Nel 1957, in Germania iniziò l’osservazione sistematica delle quotazioni di auto usate, da parte di Hans Schwacke, a Francoforte sul Meno. Il risultato di questa ricerca fu pubblicato su un listino, che dopo qualche anno venne esteso anche ad altri paesi, con il nome Eurotax. Da quel momento Eurotax ha assunto la forma di una organizzazione internazionale, che opera in Austria, Belgio, Olanda, Spagna, Svizzera, Germania, Francia, Portogallo, Italia ed in espansione anche sui nuovi mercati dell’est europeo (Bulgaria, Repubblica Ceca, Slovacchia, Ungheria, Polonia, Romania, Russia, Slovenia). In ciascun paese, il monitoraggio continuo del settore motoristico, con le relative tendenze, giunge a determinare i valori dei veicoli usati, riportati nelle pubblicazioni Eurotax.

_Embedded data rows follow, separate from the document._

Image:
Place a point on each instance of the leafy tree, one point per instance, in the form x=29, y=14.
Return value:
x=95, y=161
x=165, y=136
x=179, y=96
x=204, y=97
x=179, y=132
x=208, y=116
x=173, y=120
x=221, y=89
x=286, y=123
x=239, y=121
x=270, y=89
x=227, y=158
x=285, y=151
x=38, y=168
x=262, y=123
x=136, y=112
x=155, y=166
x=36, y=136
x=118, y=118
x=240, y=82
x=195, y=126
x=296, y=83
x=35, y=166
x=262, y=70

I dati pubblicati sono raccolti attraverso oltre 500 concessionari distribuiti su tutto il territorio nazionale, numero in continua espansione. Vengono regolarmente tenute apposite riunioni tra concessionari, con l’obiettivo di dare supporto e contenuti a questa indagine sul valore dei singoli modelli.
Le valutazioni riportate esprimono la media ponderata delle valutazioni applicate nelle diverse zone, in funzione del rapporto domanda-offerta. I dati sono poi a disposizione di concessionari, operatori del settore, compagnie di assicurazioni, società finanziarie e di leasing, noleggiatori, periti, tribunali e dogane.
Infine, sono due le versioni di Eurotax: una di colore ‘blu’ che rappresenta il prezzo a cui concessionario valuta il veicolo da ritirare, ed una di colore ‘giallo’ con il prezzo a cui potrà proporre lo stesso veicolo sul mercato. La differenza tra i due importi, è giustificata dal guadagno dello stesso concessionario e dall’obbligo di fornire un anno di garanzia. L’aggiornamento di questo prezioso libretto è mensile.